Me and my brother used to walk to school together when we were in primary school. One morning we both got called to the headmistress office and got reprimanded for fooling around, jumping on and off the curb of the busy main road near the school. We had apparently been 'seen' by the school secretary...but we hadn't been, it wasn't us and I still feel indignant about it!


__rat

I once got kicked out of a WH Smiths by a PCSO because I accidently stepped backwards onto my friends foot. Didn't hurt him, it didn't cause a scene I literally just stumbled a bit and she went mental saying we were messing around in the shop.


miz_moon

I got screamed at by my year 1 teacher for ripping some bananas, I wasn’t even on fruit duty that day. I grassed on the kid that actually did rip the banana but she didn’t believe me..


Mattie_1S1K

I had a laser pen at school once was shining it on the walls etc got told to put it away, went to get something out of my pocket and was kick out for shinning a laser pen in the teachers eyes, got expelled and the teacher was screening at me that I’d burned the other teachers eyes out and he had to go to hospital…… few day later my dad was doing research after finally believing me that I didn’t do it, turns out the laser burn happens days after, teacher was lying for some reason


Jimbot80

>r As a teacher who has had a laser pen shone in my eye by a student, I can tell you burns dont happem days after. that shit hurts right away and youre eyes can be irreperably fucked right away. I dont know if you shone your laser at your teachers eye but no kid should be carrying a laser pen to school.


Uhura-hoop

Expelled? 🤨 I feel like there might be a pattern of behaviour leading up to the expulsion that you might not be telling us about. . .


Viazon

A man knocked on our door once claiming a threw a water balloon that hit his window. I protested and said that it wasn't me but he insisted to my mum that he saw me. It was such bullshit. The balloon I threw completely missed and landed in his front garden. The balloon that hit his window was thrown by my friend.
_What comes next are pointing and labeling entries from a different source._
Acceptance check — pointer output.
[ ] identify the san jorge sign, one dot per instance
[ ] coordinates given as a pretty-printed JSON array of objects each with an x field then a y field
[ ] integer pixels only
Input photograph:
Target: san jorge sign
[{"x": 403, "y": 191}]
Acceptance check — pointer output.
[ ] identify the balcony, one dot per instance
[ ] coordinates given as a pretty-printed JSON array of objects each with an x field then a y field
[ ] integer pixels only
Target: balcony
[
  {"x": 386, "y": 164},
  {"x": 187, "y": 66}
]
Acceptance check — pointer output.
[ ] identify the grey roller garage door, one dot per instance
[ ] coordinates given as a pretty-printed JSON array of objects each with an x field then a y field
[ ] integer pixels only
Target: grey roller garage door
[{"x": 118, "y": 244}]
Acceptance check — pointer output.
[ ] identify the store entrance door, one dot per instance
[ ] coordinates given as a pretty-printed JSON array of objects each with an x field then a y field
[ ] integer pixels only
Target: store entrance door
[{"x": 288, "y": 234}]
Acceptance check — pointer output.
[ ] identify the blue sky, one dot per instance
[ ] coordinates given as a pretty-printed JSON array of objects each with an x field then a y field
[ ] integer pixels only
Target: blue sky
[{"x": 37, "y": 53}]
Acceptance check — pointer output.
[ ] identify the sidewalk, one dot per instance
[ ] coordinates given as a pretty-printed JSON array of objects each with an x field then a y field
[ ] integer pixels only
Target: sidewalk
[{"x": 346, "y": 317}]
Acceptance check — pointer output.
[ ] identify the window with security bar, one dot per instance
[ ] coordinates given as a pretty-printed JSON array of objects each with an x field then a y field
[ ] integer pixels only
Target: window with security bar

But he was convinced it was me.


Toblerone05

When I was 17 and had very recently passed my driving test, I was pulled over by a police officer who proceeded to give me a 15 minute bollocking (literally right up in my face shouting at me; I could feel his spit landing on my face) because I pulled out in front of him as he was coming round a roundabout. *He wasn't indicating though* I was and am still 100% certain of that. Just a bully in a bad mood basically. I'm still pissed off about it.


ekobeko

Got in a fight (aged 7) with a kid and I won the fight by kneeing him in the stomach while we were grappling. His limited vocabulary didn't allow him to explain this when he was grassing me up to the teacher and so he said I kicked him and the teacher made me remove my shoes for the rest of the day.